Plans to close three more Acme supermarkets in the region were greeted grimly Thursday by a top union official representing clerks employed by the embattled chain, whose corporate parent announced the cost-cutting moves a day earlier.

Underperforming stores in Sharon Hill, Morrisville, and Glassboro are among 60 to be closed in the months ahead by Supervalu Inc. of Minnesota. The move follows the firing of Supervalu's previous chief executive a few weeks ago and parallels ongoing efforts by the debt-saddled corporation to find a buyer for its retail chains and wholesale-distribution business.

Many of the estimated 90 to 150 unionized workers at the three Philadelphia-area Acme Markets stores could be transferred to other stores, but at the expense of personnel at surviving stores whose hours would be reduced to accommodate them, said union leader Wendell Young of United Food and Commercial Workers Local 1776.

More broadly, though, Young was alarmed by what the store closings symbolize for a company that has been contracting through closings and layoffs for several years, and whose turmoil has only further intensified in recent months.

"This is a pattern that companies get into when they're in their final stages," said Young, whose union represents workers at Sharon Hill. UFCW Local 1360 in South Jersey represents clerks in Glassboro and Morrisville.

"This really worries us," Young said in a telephone interview from Charlotte, N.C., where he was attending the Democratic National Convention.

He pointed out that Supervalu had been trawling for buyers while also being so tight for cash that it is hardly reinvesting in local stores. Meanwhile, Acme is battered by competitors such as Wegmans, Giant, and Shop Rite.

Of particular concern, Young said, was the prospect that the company or its divisions would be acquired and then either dismantled or its parts spun off - a scenario he described as "the worst thing" for employees in the area.

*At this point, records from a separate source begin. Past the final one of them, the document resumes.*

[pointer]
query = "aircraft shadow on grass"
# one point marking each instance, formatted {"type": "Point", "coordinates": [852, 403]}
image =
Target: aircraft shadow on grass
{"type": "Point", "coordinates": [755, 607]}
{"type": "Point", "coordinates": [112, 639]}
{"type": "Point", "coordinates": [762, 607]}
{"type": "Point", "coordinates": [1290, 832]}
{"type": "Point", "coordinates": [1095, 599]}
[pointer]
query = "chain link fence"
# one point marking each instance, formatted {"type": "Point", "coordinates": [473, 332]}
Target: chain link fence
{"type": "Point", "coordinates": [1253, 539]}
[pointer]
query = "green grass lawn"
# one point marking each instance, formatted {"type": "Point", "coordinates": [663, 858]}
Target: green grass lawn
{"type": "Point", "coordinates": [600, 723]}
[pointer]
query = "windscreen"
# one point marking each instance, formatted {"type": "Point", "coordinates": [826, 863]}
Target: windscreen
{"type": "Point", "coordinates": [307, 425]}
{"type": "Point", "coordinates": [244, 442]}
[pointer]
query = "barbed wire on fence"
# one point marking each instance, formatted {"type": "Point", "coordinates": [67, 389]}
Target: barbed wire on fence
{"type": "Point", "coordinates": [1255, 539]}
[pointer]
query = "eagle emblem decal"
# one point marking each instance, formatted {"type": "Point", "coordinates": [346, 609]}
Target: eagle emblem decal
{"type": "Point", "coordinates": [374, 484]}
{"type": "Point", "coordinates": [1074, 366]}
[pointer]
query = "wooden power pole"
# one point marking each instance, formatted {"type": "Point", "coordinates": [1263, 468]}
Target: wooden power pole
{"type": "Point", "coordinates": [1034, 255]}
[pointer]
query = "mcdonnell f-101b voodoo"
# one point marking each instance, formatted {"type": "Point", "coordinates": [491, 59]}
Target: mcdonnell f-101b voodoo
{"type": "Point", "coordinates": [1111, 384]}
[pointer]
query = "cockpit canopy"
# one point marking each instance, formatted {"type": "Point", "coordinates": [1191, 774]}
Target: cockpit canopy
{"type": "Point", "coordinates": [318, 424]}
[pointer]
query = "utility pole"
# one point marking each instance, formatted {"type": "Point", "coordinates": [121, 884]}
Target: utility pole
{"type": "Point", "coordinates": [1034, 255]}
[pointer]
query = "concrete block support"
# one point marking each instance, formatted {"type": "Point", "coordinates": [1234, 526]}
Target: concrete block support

He said formal contract talks with Supervalu that began after Local 1776's contract expired in February had been halted since the company told shareholders in June it had launched a search for a potential buyer of the $36 billion corporation, which carries $6 billion in debt.

In a note to investors Thursday, analyst Jonathan Feeney of Janney Montgomery Scott described newly installed CEO Wayne Sales' store-closing decision as an "opening salvo," and a "first act as turnaround chief." Sales had been board chairman before being named to replace Craig Herkert earlier this summer.

Feeney said that of all of Supervalu's vast holdings, he believed those with the greatest value were Acme Markets, the Jewel-Osco supermarket chain in Chicago, and the company's wholesale food-distribution division.

"It is unlikely that Supervalu, as it is currently comprised, can find a buyer," he wrote.

The 60 store closings - which include 22 Save-A-Lot stores (none local) - were expected to generate $80 million to $90 million in savings over three years.